Inorder Successor in BST II
Problem
Each BST node has a parent pointer. Given a node, return its inorder successor (or null).
node = (val=2 in BST [1,2,3])3def inorder_successor(node):
if not node: return None
if node.right:
cur = node.right
while cur.left: cur = cur.left
return cur
while node.parent and node.parent.right is node:
node = node.parent
return node.parent
function inorderSuccessor(node) {
if (!node) return null;
if (node.right) {
let cur = node.right;
while (cur.left) cur = cur.left;
return cur;
}
while (node.parent && node.parent.right === node) node = node.parent;
return node.parent;
}
class Solution {
public Node inorderSuccessor(Node node) {
if (node == null) return null;
if (node.right != null) {
Node cur = node.right;
while (cur.left != null) cur = cur.left;
return cur;
}
while (node.parent != null && node.parent.right == node) node = node.parent;
return node.parent;
}
}
Node* inorderSuccessor(Node* node) {
if (!node) return nullptr;
if (node->right) {
Node* cur = node->right;
while (cur->left) cur = cur->left;
return cur;
}
while (node->parent && node->parent->right == node) node = node->parent;
return node->parent;
}
Explanation
The inorder successor is the next-larger value in the BST. Here each node carries a parent pointer, so we can find it by walking the tree directly, with no extra storage. There are two cases to handle.
Case 1: the node has a right child. Then the successor lives in that right subtree — specifically its leftmost node, because that is the smallest value larger than us. So we step into node.right and keep going left while cur.left exists.
Case 2: no right child. Then the successor is an ancestor.
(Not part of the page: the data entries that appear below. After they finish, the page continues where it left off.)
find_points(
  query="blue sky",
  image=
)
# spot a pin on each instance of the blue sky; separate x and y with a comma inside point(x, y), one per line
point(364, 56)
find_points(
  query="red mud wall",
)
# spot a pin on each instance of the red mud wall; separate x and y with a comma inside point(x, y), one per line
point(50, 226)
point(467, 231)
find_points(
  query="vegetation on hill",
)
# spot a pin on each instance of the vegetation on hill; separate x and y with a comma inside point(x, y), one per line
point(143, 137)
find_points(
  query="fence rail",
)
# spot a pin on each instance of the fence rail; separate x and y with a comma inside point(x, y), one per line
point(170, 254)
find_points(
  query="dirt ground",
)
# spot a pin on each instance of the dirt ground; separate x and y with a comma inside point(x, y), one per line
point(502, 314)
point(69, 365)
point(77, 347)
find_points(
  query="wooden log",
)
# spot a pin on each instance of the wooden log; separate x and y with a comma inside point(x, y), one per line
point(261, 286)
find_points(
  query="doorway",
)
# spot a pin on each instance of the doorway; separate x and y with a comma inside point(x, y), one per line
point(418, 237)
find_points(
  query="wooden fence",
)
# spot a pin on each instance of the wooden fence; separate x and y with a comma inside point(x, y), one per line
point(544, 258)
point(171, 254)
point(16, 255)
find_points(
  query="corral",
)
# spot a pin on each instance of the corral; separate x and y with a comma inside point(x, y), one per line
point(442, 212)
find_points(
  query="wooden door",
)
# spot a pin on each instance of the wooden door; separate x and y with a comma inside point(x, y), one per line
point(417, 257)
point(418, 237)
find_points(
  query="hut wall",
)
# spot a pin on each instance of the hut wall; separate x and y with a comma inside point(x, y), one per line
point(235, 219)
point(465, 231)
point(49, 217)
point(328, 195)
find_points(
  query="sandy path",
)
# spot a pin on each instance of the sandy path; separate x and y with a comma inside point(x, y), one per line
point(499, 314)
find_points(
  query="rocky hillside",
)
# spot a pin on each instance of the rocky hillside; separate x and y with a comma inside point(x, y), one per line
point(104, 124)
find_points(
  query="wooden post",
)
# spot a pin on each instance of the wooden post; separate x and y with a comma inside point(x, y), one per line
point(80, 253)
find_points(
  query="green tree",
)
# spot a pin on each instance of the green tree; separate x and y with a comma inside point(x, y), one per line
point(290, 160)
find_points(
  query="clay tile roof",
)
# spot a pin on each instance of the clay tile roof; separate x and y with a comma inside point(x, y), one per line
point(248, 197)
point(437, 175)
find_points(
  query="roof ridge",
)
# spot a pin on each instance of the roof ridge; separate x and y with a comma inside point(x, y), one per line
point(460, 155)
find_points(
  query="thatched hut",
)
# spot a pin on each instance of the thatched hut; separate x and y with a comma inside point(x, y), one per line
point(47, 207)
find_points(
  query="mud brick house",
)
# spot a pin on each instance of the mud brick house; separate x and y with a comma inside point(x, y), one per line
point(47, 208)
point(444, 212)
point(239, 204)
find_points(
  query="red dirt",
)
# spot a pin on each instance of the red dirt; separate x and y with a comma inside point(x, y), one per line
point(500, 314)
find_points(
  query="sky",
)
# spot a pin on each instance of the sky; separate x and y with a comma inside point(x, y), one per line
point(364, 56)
We climb upward through parent links, but only while we are a right child (meaning that parent is smaller than us, so it cannot be the answer). The moment we are a left child, that parent is the successor.
Example: in BST [6,2,8,1,4,7,9,null,null,3,5] take node 4. It has a right child 5, and 5 has no left child, so the successor is 5. For node 5 (no right child) we climb: 5 is the right child of 4, so go up; 4 is the left child of 6, so the successor is 6.
Because we only ever move down one path or up one path, the work is proportional to the tree height, giving O(h) time and O(1) space.